Suppose you have two square matrices, m1 and m2, of size n X n. The algorithm iteratively runs an O(n^2) operation on them while halving the matrices at each iteration. Something like the pseudo-code below:
while m1.width > 0:
u = m1 & m2 # pairwise logical and operation (O(n^2))
m1 = halve(m1)
m2 = halve(m2)
Since the loop is repeated log(n) times, O(n^2.log(n)) is an upper bound for the algorithm’s time complexity. I am looking for a tighter upper bound. Any ideas?

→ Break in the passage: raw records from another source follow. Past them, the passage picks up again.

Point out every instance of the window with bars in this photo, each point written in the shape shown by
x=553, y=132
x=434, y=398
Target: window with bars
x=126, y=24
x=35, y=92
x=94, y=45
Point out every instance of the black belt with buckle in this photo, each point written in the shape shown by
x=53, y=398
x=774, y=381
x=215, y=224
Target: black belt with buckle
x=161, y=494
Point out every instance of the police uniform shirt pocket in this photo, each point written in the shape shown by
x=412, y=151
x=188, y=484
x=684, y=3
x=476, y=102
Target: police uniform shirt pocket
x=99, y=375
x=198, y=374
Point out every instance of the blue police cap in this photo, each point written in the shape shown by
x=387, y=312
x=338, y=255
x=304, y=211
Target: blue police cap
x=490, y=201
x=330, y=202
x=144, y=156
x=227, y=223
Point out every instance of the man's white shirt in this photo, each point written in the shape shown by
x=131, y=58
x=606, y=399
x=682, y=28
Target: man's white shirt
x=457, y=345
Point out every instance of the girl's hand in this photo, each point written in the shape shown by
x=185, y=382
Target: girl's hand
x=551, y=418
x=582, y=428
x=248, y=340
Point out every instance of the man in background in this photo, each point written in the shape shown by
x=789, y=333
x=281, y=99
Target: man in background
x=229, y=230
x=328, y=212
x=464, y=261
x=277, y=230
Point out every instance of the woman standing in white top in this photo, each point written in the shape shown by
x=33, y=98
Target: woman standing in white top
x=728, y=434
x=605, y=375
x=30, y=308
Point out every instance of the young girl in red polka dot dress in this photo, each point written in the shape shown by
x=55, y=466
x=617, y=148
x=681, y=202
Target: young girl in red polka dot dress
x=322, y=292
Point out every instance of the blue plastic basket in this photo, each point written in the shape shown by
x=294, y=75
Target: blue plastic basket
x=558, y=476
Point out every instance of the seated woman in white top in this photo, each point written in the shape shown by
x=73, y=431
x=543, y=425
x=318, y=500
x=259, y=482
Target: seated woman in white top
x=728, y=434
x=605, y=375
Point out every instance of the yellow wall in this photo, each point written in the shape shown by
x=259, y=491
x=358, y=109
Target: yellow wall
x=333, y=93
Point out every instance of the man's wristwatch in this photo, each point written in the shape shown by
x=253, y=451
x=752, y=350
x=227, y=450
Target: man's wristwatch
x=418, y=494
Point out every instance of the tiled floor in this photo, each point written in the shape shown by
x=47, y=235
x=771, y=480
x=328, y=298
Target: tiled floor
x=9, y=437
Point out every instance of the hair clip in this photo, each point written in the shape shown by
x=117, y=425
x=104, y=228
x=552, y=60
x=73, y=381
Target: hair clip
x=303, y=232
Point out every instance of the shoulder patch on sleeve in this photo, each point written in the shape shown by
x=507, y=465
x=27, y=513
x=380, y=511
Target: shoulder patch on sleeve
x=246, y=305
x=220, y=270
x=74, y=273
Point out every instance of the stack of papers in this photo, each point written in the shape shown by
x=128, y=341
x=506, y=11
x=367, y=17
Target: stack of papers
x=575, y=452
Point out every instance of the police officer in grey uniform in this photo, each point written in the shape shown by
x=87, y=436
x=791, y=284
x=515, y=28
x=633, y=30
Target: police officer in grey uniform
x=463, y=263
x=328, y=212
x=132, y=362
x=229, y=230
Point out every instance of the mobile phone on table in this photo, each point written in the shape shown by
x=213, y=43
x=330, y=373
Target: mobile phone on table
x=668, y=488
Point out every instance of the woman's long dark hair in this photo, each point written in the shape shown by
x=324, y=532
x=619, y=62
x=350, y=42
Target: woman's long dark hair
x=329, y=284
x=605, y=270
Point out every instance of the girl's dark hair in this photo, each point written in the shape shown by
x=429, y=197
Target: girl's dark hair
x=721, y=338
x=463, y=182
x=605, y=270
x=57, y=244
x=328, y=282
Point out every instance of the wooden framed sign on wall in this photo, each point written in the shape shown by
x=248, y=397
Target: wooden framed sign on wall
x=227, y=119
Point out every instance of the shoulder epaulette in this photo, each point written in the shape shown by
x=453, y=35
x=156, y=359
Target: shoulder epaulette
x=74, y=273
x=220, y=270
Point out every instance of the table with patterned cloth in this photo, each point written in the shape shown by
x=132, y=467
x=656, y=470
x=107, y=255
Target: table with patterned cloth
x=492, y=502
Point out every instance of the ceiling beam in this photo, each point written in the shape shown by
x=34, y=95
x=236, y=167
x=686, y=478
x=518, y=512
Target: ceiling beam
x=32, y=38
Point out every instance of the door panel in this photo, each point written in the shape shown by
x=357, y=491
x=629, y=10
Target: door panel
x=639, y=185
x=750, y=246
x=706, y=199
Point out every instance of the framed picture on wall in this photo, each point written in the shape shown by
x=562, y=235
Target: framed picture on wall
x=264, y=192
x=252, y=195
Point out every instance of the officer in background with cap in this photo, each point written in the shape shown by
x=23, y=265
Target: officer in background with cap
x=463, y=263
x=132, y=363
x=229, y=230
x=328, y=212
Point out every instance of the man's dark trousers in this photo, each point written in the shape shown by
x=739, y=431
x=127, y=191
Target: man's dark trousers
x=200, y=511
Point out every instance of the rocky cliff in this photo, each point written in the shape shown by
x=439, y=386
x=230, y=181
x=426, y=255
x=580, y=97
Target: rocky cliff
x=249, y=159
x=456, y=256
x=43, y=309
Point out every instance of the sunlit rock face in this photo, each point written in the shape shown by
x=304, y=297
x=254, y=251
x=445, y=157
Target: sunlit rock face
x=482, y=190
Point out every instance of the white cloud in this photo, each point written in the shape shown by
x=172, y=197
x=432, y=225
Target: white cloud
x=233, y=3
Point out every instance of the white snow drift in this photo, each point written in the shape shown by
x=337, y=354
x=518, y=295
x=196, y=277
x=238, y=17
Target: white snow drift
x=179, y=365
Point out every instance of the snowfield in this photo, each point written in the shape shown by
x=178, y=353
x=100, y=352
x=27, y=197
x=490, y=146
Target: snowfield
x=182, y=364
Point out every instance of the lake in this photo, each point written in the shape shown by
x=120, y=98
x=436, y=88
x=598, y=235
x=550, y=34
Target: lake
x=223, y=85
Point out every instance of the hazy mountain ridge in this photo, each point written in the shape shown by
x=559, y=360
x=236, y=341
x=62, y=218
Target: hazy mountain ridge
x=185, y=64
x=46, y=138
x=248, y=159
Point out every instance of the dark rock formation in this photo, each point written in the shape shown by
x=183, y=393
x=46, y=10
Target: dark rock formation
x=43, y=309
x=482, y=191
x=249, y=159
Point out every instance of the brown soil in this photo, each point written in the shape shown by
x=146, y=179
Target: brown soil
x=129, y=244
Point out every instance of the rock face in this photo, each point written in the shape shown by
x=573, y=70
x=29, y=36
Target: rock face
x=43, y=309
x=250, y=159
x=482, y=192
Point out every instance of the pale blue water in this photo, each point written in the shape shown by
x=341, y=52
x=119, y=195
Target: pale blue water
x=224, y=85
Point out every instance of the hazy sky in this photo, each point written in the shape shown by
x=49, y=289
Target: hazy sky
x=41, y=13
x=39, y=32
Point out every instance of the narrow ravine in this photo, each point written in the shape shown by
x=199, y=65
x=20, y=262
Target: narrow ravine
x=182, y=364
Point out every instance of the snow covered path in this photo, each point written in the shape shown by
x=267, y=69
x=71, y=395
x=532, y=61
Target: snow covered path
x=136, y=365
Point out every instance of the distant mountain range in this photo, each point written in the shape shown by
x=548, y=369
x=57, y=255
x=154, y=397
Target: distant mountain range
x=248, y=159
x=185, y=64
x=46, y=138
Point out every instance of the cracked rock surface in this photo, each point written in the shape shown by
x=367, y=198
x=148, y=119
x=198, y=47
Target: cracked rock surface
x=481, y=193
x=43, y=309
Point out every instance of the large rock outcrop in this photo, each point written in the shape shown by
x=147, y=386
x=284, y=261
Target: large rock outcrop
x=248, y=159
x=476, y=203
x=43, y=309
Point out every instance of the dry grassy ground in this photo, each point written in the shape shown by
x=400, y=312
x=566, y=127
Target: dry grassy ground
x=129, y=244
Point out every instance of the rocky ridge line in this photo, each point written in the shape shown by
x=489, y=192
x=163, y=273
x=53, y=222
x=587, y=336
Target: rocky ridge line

I expect a tighter upper bound based on the premise that the size of the matrices for which O(n^2) is estimated is logarithmically shrinking.
>Solution :
With a loop like this, it’s often a good idea to add up the work done in each iteration rather than to multiply the work done by one iteration by the number of iterations. After all, the work done per iteration is changing.
Leaving out the O notation for a moment, your first iteration does roughly n^2 work, both to compute the AND and to halve the matrix size. Now, how much work does the second iteration do? Well, since your matrices are half as big as before in each dimension, the work done to AND them is roughly (n / 2)^2 = n^2 / 4. When you halve the matrices again, the next AND does (n / 4)^2 = n^2 / 16 work. More generally, the kth time you go through the loop, your AND operation will do n^2 / 4^k work.
Adding this up across all iterations of the loop gives us that the total work done is
n^2 / 4^0 + n^2 / 4^1 + n^2 / 4^2 + …
= n^2 · (1 / 4^0 + 1/4^1 + 1/4^2 + …)
That latter bit is the sum of a geometric series, and it adds up to 4/3. So that gives us that the total work done is at my 4n^2 / 3, which is O(n^2).
Another way to see this: while your code is written iteratively, you could imagine thinking of it as a recursive algorithm that does O(n^2) work, then runs again on an input of size n / 2. That gives the recurrence
T(n) = T(n / 2) + O(n^2).
The Master Theorem then tells you that (with a = 1, b = 2, d = 2, and log_b a < d) that the solution is O(n^2).